Les marmites
Contes de Mollah Nasreddine
La Sagesse extravagante de Mollah Nasreddin

Les marmites

- Ma soeur ! Peux-tu me prêter une de tes marmites ? J'en ai besoin pour faire mon repas.
- Bien sûr, lui dit-elle, je vais te la chercher.
La voisine revint avec une marmite de taille moyenne qu'elle donna à Nasreddine.
Le lendemain, Nasreddine posa une petite marmite à l'intérieur de la première et frappa à la porte de sa voisine.
- Merci beaucoup, ma soeur. Voilà ta marmite, elle m'a rendu un grand service.
- Mais, Nasreddine, la petite n'est pas à moi
- Mais si ! La nuit, ta marmite a accouché d'une petite. C'est sa fille, donc elle te revient de droit.
La voisine se moqua de la crédulité de Nasreddine, mais fut contente de gagner une petite marmite.
Trois jours plus tard, Nasreddine frappa à nouveau à la porte de sa voisine.
Petite sœur, peux-tu encore me prêter une de tes marmites ?
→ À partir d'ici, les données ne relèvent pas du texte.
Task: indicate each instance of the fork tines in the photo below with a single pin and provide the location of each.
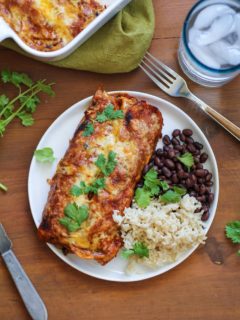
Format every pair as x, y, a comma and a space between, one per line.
161, 74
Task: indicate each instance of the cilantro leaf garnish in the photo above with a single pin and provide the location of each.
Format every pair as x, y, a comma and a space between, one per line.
180, 190
3, 187
170, 197
74, 216
109, 114
108, 165
139, 249
44, 155
187, 159
88, 131
85, 189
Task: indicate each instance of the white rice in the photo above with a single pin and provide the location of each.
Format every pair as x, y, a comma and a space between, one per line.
167, 230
- Avec joie, lui répondit-elle. Je m'en vais te prêter la plus grande et la plus belle.
La voisine espérait, en son for intérieur, récupérer une deuxième belle marmite.
Nasreddine prit la grande marmite, remercia sa voisine et rentra chez lui.
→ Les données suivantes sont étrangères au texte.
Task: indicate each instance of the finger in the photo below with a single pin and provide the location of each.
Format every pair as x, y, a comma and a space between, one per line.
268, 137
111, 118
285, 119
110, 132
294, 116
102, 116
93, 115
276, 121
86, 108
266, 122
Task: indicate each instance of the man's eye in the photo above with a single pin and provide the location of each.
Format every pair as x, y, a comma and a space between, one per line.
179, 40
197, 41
Deux jours passèrent, puis quatre, puis sept, sans aucune nouvelle de Nasreddine.
La voisine commença à s'inquiéter sérieusement.
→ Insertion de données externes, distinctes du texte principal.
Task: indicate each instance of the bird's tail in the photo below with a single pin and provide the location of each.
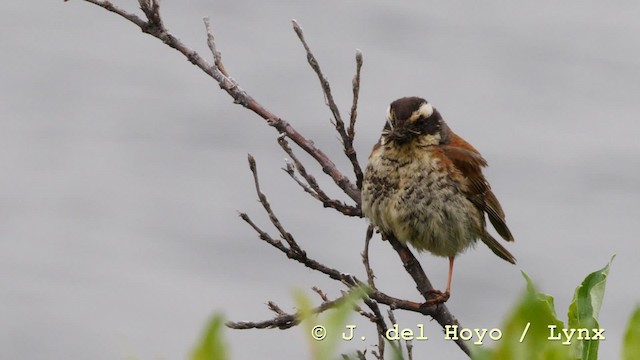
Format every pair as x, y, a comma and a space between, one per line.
497, 249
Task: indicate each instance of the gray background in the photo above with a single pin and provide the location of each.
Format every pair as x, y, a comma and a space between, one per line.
123, 165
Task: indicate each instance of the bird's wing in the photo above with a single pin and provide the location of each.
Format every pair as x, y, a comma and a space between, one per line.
470, 163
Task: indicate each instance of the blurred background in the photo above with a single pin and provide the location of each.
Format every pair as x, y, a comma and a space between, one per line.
123, 166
Elle finit par frapper à la porte de son voisin.
- Petit frère, lui dit-elle, tu as oublié de me rendre ma marmite.
- Je n'ai point oublié, mais je ne savais pas comment t'annoncer la mauvaise nouvelle. En vérité, alors qu'elle accouchait, ta belle marmite est morte la nuit dans des souffrances abominables.
- Ne serais-tu pas en train de te moquer de moi, Nasreddine ? Où a-t-on entendu parler de marmite qui meurt ?
- Malheureusement, voisine, dans la vie, tous ceux qui enfantent meurent un jour. Tu as bien accepté que ta première marmite accouche, il faudra bien admettre maintenant que la seconde est morte.
Et Nasreddine garda la grande marmite.